“The saint’s tooth holds all her good works.” Following this text, we see grainy footage of a gilded reliquary said to contain Mary Magdalene’s tooth—cradled by glass in the form of an egg—in Mary Helena Clark’s Neighboring Animals (2023). The film presents the relic as a surrogate of the saint’s holiness and her body, specifically her mouth: the site of the voice, shaped by the tongue and teeth. In accompanying footage of her laryngeal ultrasonography—a rare self-portrait—Clark repeats the words “hear it” and “worm” as her glottis contracts and releases. The mouth, her collaged text tells us, situates a philosophical distinction between humans and animals. It is also the site of taste and consumption. To these ideas, Clark adds a stream of images—animal dentistry, bite marks, and decorative eggs—for an attentive viewer to find conceptual threads. While watching, I contemplated ingesting Magdalene’s tooth, with all her good works.
Neighboring Animals is installed as a two-channel video in Clark’s solo exhibition at the Bridget Donahue Gallery, accompanied by photographs and sculptures that share her longtime interest in mimesis and the formal instability of such things as mouths, doors, and eggs. Complementing the show, Anthology Film Archives screens the two-part program “Figures Minus Facts: The Films of Mary Helena Clark” this weekend. The first program contains short films made between 2008 and 2020. The second one pairs three of her recent shorts with three films selected by Clark: Michael Snow’s Puccini Conservato (2008), Rosemarie Trockel’s Egg Trying to Get Warm (1994), and Charlotte Prodger’s Passing as a Great Grey Owl (2017).
Clark’s films are slippery.

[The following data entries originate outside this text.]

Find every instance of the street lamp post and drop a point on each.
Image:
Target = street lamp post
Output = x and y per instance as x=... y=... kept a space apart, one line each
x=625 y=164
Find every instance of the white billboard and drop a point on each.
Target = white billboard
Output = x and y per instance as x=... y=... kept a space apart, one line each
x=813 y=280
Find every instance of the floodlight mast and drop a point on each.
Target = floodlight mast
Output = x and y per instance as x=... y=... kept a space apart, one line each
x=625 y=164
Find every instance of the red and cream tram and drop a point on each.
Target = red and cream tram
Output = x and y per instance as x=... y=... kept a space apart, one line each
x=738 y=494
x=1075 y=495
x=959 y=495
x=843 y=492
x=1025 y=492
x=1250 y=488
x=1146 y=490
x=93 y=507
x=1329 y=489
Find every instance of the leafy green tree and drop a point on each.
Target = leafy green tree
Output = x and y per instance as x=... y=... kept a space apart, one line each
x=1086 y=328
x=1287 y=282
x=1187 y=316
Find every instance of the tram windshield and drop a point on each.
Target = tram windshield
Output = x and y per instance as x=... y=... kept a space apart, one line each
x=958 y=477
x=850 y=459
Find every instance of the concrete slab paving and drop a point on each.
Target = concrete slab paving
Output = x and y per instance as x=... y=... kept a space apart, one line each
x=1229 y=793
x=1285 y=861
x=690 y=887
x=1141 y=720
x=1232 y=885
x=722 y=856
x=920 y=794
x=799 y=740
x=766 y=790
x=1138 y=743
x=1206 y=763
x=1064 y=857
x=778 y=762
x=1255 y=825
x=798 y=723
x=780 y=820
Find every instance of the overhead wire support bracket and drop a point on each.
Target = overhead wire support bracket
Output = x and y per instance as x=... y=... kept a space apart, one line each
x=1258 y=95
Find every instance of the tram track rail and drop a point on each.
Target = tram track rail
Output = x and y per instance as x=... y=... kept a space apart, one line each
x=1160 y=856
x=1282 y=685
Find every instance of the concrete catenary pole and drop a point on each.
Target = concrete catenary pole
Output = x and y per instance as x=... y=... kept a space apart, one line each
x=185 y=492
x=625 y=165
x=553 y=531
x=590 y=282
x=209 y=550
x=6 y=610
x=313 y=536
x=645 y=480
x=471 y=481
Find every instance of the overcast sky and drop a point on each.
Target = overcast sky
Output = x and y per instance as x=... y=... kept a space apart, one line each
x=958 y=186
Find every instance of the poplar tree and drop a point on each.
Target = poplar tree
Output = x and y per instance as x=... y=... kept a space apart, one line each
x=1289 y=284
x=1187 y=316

This is not frustration; I delight in following her as she traces strange exchanges and dissonances between language, sound, and image. In her films, a door is a wall and an invitation, and a mouth is a vessel and a boundary. In Exhibition (2022), she assembles the following episodes: A Swedish woman marries the Berlin Wall—certificate and all—and, unable to be with her lover, collects miniature models of walls and bridges; the suffragette Mary Richardson attacks Diego Velázquez’s Rokeby Venus with an ax and declares herself a doorknob in her jail cell; and an artist fills a room with klein bottles, functionless objects that physically approximate the mathematical concept of a non-orientable surface. The film’s sound, which features the subtle texture of exhaled air meeting pipes in Eva-Maria Houben’s “Breath for Organ” (2018), corresponds to the blown-glass bottles, each a stand-in for an impossible form. These disparate stories of women’s relationships to objects cohere to show us how desire generates substitutions: a bridge as a spouse, a reclining nude as patriarchy, a woman as a doorknob.
Clark often shoots in 16mm and uses hand-processing techniques to transform concrete images into abstract ones. To make Sound Over Water (2009), she re-photographed and re-processed a single image of a flock of birds; in turn, creating shifting, ambiguous forms. In Orpheus (Outtakes) (2012), she distorts footage from Jean Cocteau’s Orpheus (1950) and other sources through optical printing. At one point, two downturned eyes stare back at the audience from the black screen and a voice asks, “Are you a comedian?” Clark borrowed the audio from a game show and I suspect the eyes are Buster Keaton’s—it’s as if he were in an outtake from Orpheus. Over a sequence of diagonal lines, the sound of the game show’s audience clapping registers as rainfall.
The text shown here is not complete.